In his speaking engagements and on his website, Christopher presents the gospel clearly. In Out of a Far Country, the gospel message is there in his life narrative. However, one might wish it had been presented with a little more clarity and detail. 

Holy Sexuality

Those expecting a full-blown theological treatise on homosexuality will be disappointed by Out of a Far Country. That is not the purpose of the book. However, in one chapter (chapter 30), Christopher does distill his understanding of homosexuality. Christopher’s approach is more narrative than didactic.

I turned to the Bible alone and went through every verse, every chapter, every page of Scripture looking for biblical justification for homosexuality. I couldn’t find any. I was at a turning point, and a decision had to be made. Either abandon God to live as a homosexual—by allowing my feelings and sexual passions to dictate who I was. Or abandon homosexuality—by liberating myself from my feelings—and live as a follower of Jesus Christ. My decision was obvious. I chose God (186).

Christopher began to ask the identity question that every person struggling with same-sex attraction must ask. “Who am I apart from my sexuality?” He concluded:

[M]y identity shouldn’t be defined by my sexuality. Paul said in Acts 17:28, “For in him we live and move and have our being.” Christ should be everything—my all in all. My sexual orientation didn’t have to be the core of who I was. My primary identity didn’t have to be defined by my feelings or sexual attractions. My identity was not “gay” or “homosexual,” or even “heterosexual,” for that matter. But my identity as a child of the living God must be in Jesus Christ alone (187).

Some may take issue with Christopher’s conclusion that “holy sexuality is not focused on orientation change—becoming straight—but on obedience. I realized that obedience means, no matter what my situation, no matter what my feelings—gay or straight—I must obey and be faithful to God” (187).

His view is that we all have sexual temptations that we must deal with until our glorification—some are tempted with heterosexual lusts and others with homosexual lusts.

Holy sexuality doesn’t mean that I no longer have any sexual feelings or attractions. Nor is it the obliteration of my sexuality either. God created us as sexual beings with the natural desire for intimacy. And everyone is created to desire intimate, God-honoring, nonsexual relationships with the same gender. But because of the effects of original sin, this normal feeling has been distorted. I believe homosexuality (and any other sin, such as jealousy, pride, and gluttony) stems from a legitimate need fulfilled in an illegitimate way (188).

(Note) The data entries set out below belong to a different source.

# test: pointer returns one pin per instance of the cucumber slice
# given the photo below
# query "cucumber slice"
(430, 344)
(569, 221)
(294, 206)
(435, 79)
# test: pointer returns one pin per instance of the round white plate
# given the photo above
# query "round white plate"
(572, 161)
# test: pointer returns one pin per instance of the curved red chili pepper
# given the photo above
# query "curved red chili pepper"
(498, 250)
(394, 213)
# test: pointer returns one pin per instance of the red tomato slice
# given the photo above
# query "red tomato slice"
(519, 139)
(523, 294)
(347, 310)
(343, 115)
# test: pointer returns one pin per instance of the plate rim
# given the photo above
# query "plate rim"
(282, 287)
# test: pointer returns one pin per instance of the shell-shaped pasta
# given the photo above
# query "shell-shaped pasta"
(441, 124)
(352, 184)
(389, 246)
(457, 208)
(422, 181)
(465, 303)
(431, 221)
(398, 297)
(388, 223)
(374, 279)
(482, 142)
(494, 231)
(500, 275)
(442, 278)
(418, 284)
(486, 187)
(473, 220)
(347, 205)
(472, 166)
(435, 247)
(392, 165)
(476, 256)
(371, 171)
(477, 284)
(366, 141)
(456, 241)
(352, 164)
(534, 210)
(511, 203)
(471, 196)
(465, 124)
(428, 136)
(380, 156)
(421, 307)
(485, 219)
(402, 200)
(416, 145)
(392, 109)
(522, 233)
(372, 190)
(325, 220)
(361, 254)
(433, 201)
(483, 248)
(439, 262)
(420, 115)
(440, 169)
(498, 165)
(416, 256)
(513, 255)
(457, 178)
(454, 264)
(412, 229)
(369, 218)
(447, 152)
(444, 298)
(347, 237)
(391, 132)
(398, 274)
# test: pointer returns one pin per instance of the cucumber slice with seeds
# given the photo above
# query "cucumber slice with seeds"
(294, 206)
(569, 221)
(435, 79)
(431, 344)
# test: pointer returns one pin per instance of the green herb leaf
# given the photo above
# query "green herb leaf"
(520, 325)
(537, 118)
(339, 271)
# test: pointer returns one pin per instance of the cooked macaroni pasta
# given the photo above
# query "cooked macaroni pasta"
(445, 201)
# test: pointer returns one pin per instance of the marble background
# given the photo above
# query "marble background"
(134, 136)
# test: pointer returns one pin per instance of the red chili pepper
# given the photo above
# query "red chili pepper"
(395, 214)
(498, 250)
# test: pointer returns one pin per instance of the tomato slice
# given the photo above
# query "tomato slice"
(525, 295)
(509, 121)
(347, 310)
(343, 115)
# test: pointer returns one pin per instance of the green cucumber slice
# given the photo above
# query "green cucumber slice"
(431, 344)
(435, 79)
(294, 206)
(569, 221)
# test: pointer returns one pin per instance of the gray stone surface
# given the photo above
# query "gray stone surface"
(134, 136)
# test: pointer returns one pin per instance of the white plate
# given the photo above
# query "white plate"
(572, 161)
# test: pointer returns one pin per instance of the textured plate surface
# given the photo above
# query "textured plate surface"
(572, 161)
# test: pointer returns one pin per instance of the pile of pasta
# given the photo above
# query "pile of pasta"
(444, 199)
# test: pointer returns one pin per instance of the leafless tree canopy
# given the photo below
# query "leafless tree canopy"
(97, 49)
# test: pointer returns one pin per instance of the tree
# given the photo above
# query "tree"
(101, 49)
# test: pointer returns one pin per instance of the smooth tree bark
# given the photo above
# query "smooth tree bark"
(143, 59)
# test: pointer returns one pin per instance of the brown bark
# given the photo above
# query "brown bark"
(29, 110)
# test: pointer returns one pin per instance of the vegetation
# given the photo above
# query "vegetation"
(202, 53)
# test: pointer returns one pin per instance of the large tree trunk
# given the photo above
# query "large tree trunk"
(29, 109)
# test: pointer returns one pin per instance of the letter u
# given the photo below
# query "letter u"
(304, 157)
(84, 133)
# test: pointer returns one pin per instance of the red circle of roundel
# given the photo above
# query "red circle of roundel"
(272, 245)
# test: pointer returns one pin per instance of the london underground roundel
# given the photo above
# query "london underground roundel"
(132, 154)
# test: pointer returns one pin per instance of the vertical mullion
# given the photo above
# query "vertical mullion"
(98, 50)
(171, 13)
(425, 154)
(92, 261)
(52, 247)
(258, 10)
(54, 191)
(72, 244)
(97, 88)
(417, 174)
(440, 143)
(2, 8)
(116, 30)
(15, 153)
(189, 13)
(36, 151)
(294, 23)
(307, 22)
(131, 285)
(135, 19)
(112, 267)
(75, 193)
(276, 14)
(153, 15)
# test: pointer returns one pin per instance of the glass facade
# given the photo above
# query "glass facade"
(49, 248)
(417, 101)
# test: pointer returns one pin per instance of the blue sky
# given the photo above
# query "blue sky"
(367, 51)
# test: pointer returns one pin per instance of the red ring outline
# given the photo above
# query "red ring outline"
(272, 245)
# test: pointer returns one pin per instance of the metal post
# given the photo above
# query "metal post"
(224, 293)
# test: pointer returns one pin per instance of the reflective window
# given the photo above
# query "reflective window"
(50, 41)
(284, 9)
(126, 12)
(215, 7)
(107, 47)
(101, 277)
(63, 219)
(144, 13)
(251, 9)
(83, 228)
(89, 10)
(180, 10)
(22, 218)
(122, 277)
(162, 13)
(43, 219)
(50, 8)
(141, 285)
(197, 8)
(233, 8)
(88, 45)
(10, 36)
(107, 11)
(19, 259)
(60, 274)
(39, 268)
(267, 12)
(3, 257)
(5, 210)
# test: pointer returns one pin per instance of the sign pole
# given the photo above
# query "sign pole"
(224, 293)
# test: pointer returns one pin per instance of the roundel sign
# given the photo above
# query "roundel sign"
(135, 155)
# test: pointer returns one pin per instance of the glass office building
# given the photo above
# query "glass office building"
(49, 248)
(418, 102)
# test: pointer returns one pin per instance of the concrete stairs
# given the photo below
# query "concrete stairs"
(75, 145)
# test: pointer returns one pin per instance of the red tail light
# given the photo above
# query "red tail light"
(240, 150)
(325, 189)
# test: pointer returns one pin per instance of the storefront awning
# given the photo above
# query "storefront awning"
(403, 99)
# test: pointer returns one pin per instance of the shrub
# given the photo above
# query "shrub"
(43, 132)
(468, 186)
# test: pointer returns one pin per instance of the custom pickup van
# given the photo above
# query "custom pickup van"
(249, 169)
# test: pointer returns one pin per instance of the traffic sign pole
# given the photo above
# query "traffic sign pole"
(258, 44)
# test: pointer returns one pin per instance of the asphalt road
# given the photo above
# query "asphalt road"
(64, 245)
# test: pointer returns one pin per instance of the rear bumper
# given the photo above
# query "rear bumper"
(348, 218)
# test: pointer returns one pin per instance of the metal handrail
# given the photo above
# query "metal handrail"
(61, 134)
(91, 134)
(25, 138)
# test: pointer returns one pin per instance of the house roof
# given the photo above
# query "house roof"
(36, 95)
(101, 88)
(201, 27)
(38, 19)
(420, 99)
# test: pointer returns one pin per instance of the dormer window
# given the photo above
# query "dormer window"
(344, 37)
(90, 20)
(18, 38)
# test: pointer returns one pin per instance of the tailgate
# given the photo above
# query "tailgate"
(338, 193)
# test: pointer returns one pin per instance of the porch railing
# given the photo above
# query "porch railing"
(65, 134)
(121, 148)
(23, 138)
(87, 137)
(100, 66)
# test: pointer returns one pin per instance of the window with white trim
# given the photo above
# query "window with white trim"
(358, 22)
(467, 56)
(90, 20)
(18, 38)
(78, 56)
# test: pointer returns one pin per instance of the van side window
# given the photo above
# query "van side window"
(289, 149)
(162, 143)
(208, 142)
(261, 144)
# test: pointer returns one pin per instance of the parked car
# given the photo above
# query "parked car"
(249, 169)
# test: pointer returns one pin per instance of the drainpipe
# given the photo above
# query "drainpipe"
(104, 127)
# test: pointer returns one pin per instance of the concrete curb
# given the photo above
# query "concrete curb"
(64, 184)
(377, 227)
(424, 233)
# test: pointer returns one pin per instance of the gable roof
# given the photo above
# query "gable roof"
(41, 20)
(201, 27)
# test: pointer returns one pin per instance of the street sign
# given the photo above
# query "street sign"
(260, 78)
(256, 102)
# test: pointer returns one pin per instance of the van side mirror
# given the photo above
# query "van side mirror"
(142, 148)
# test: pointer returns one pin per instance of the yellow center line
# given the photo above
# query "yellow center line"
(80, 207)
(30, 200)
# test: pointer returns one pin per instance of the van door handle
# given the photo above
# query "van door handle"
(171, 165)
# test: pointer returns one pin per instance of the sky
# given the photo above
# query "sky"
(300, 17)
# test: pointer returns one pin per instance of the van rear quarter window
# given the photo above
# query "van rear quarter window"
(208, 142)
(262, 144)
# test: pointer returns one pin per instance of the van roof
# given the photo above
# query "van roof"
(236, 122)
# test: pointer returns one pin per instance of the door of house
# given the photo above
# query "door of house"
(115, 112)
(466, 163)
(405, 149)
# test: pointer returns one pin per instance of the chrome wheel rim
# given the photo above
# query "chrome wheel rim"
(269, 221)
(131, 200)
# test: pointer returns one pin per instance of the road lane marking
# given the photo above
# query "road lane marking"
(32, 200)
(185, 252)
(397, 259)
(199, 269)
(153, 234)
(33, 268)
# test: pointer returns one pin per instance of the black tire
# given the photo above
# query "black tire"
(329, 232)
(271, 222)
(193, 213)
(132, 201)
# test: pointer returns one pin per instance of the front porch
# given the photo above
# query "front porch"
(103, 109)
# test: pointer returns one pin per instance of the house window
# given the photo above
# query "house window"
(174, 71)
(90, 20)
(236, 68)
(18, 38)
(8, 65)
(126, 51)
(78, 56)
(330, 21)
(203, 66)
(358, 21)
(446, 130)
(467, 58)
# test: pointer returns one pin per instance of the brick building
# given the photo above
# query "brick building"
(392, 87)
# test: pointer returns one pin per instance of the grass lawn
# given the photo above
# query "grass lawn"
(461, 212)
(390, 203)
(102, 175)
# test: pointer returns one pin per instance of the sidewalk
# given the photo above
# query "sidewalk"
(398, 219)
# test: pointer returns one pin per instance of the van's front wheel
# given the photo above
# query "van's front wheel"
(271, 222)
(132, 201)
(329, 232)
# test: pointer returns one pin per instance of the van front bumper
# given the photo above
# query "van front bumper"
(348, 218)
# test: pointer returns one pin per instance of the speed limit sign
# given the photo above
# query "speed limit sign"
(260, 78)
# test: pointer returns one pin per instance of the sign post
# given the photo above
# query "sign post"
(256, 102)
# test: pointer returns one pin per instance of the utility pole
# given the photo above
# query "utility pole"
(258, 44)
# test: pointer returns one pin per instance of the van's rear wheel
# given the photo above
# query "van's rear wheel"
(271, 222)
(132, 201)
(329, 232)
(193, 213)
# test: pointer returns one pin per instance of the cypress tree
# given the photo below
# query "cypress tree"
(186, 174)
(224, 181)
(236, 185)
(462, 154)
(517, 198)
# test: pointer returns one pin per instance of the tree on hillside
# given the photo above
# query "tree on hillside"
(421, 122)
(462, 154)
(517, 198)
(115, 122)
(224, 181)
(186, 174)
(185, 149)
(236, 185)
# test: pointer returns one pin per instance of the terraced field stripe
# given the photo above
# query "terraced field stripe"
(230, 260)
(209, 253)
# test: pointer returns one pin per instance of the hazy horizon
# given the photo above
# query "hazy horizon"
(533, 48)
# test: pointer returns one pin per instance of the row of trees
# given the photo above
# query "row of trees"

He further develops his view of holy sexuality in two contexts. For the married person, “holy sexuality means focusing all our sexual feelings and behaviors exclusively toward one person, our spouse” (188). He believes that this level of change is possible for the person with same-sex attraction.

Holy sexuality and singleness means that “single people must devote themselves to complete faithfulness to the Lord through celibacy. This is clearly taught in Scripture, and abstinence is not something unfair or unreasonable for God to ask of his people” (188).

On his website, especially in the FAQs, Christopher develops his views in more detail on important issues such as sexual identity, same-sex attraction, sexual orientation, whether can gays change, and whether homosexuality a choice. Perhaps a future edition of Out of a Far Country could include his FAQs in an appendix.

Redeemed and Finally Home

Angela’s final chapter is “Redeemed” and Christopher’s is “Finally Home.” Both are appropriately titled and appropriate conclusions to Out of a Far Country. As Christopher came out and then came home, so the Father calls those who are a long way off to come home. Out of a Far Country speaks to prodigals, parents of prodigals, and all those wanting to minister to those struggling with same-sex attraction, pointing all of us to the Redeemer.